The soldiers creep in the grass, their faces painted, some of them wearing black balaclavas. Eventually the IDF team moves into the tall building, clearing its hallways one by one and ascending the stairs.
A second group on the roof of the building is given the order to fire at the legs of the suspects just before they throw a firebomb. This is to adhere to the strict rules of engagement of the IDF, which calls on soldiers to aim for the lower body when confronted with certain types of non-lethal attacks.
Unlike stone throwers, those throwing firebombs are defined as posing a higher level of danger.
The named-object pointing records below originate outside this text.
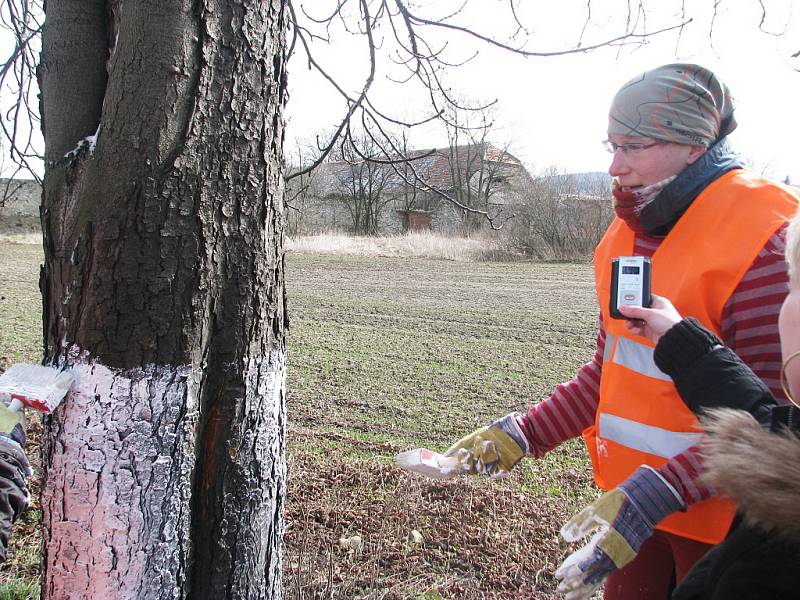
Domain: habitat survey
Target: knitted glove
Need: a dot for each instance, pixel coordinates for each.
(620, 521)
(493, 450)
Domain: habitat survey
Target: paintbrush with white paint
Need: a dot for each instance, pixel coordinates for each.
(31, 386)
(427, 462)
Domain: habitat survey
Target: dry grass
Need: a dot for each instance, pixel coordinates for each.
(410, 245)
(387, 354)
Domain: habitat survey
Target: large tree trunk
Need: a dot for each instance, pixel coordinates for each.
(163, 291)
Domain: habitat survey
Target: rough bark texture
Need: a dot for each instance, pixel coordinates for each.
(163, 289)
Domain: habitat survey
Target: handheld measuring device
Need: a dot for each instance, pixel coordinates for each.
(630, 283)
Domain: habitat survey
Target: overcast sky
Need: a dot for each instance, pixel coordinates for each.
(553, 111)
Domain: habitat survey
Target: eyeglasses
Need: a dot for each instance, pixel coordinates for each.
(628, 149)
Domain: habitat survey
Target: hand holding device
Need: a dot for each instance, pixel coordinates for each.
(651, 322)
(630, 283)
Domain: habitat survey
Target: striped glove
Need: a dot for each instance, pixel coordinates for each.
(619, 522)
(493, 450)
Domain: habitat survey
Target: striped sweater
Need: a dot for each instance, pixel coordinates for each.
(749, 327)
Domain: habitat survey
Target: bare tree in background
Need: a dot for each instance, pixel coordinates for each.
(163, 282)
(561, 216)
(300, 191)
(361, 183)
(479, 171)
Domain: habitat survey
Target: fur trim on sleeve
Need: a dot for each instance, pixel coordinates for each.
(758, 470)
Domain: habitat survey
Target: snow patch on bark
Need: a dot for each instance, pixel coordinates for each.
(116, 495)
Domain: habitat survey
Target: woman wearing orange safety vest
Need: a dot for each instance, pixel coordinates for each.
(714, 234)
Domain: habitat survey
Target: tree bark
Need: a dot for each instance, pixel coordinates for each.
(163, 290)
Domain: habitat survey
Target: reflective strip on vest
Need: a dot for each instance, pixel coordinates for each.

With the crack of two M-16 rifles firing blanks from the roof of the building, the “Palestinian” throwers fall to the ground, mock-wounded. A group of combat intelligence soldiers rushes up to them and takes the wounded men away, putting them in a waiting truck that will take them for emergency medical care and then arrest and interrogation.
THE FACT that the combat intelligence unit is training to complete every task of this mission, from surveillance to stopping terrorists with live fire and carting away the wounded, is a recent development, says Papushado.
“We noticed we were working with other units often, but some of it was difficult and it was easier to work with our own people. It’s more organic that way. So we prefer to complete a mission ourselves.”
That means that everyone in the unit must be combat-ready. Even the driver of the jeep is a combat soldier who has completed a special jeep-driving course for off-road navigation.
The soldiers pride themselves on their ability to arrive at an area hours before an operation may occur, study the environment, identify the threats, and if necessary neutralize those threats, or protect those who are tasked with doing so. All of this is conducted quietly, so that the enemy never even knows it is being observed.
However, all this training can never predict the threats to come.
“It’s hard to know – due to our new situation, lone wolf terrorism is the main issue. We don’t know where and how it will occur, or what kind of person will come. We want to stop each attack so that it won’t happen again.”